The Klotz binding model and logistic regression

\[ \begin{aligned} y &= \frac{k[L]}{1 + k[L]} = \frac{1}{1 + (k[L])^{-1}} \\ &= \frac{1}{1 + \left( \exp(\ln(k)) \cdot \exp(\ln([L])) \right)^{-1}} \\ &= \frac{1}{1 + \exp \left( -\left( \ln(k) + \ln([L]) \right) \right)} \end{aligned} \]

  • Logistic regression with the logarithm of ligand concentration, \(\ln([L])\), is related to the Klotz binding model.
  • The scaling and transformation of the variables matters.
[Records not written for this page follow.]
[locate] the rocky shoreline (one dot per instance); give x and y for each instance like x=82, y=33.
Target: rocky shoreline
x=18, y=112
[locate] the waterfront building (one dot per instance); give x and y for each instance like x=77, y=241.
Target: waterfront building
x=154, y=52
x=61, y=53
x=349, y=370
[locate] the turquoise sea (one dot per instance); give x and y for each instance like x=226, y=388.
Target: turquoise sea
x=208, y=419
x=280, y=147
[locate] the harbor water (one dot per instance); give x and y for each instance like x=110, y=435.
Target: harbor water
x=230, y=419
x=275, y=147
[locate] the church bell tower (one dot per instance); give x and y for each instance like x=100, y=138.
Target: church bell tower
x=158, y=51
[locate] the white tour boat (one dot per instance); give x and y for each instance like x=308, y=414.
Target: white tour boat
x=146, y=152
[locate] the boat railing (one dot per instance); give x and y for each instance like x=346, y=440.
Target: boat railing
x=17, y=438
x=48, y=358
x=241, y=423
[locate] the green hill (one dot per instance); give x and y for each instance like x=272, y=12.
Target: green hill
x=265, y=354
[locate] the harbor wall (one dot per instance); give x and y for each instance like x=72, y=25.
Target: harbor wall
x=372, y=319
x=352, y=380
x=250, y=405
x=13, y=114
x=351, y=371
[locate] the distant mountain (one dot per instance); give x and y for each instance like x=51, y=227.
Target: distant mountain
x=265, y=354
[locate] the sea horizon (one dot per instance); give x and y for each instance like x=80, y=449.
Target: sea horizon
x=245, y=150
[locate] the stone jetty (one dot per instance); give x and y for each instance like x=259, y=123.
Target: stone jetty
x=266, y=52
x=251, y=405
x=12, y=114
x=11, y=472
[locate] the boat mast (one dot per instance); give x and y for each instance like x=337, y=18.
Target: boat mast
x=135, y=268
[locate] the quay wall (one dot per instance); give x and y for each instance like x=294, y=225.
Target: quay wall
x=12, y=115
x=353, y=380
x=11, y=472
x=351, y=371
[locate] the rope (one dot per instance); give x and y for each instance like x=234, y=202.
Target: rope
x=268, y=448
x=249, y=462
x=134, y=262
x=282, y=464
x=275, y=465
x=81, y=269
How to select the right model?

  • If you have domain knowledge about the system, use it.
    • Mechanistic models can give interpretable parameter estimates.
  • If you do not have a mechanistic model, use a statistical model whose assumptions are reasonable.
    • Off-the-shelf models often have good documentation, toy examples, and efficient implementations.
  • Choose a model whose outputs answer your scientific question.
    • Good prediction alone is not always enough if the goal is interpretation.
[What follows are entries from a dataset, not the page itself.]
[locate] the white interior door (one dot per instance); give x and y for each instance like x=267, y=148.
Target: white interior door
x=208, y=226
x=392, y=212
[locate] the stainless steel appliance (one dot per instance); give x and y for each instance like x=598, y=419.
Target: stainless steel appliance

Connection with the Klotz binding model

  • The logistic-like behavior appears when the predictor is log concentration.
  • This is a useful reminder that different models can produce similar functional shapes.
  • If you know the system is receptor-ligand binding, the mechanistic model is typically preferable because the parameters have direct scientific meaning.
  • If you do not have a mechanistic model, a statistical model may still be useful if its assumptions match the data and the question.

Review

Questions

  • Given the binding data presented here, do you think a least squares model is most appropriate?
  • How might you test whether your data seems to follow the assumptions of your model?
  • Can use ks-test in point 2.

Reading & Resources

  • In summary:
    • Fitting is the process of optimizing the model.
    • OLS is exceptional in that we can directly calculate the answer.
    • OLS and NNLS shift normal distributions up and down around the line of prediction.
    • GLM can handle other distributions.

Review Questions

  1. Are OLS or NNLS guaranteed to find the solution?
  2. How are new points predicted to be distributed in OLS?
  3. How are new points predicted to be distributed in NNLS?
  4. How might you determine whether the assumptions you made when running OLS are valid? (Hint: Think about the tests from lecture 1.)
  5. What is a situation in which the statistical assumptions of OLS can be valid but calculating a solution fails?
  6. You’re not sure a function you wrote to calculate the OLS estimator (Gauss-Markov) is working correctly. What is another relationship you could check to make sure you are getting the right answer?
  7. You’ve made a monitor that uses light scattering at three wavelengths to measure blood oxygenation. Design a model to convert from the light intensities to blood oxygenation using a set of calibration points. What is the absolute minimum number of calibration points you’d need? How would you expect new calibration points to be distributed?
  8. A team member suggests that the light-oxygenation relationship from (7) is log-linear instead of linear, and suggests using log(V) with OLS instead. What would you recommend?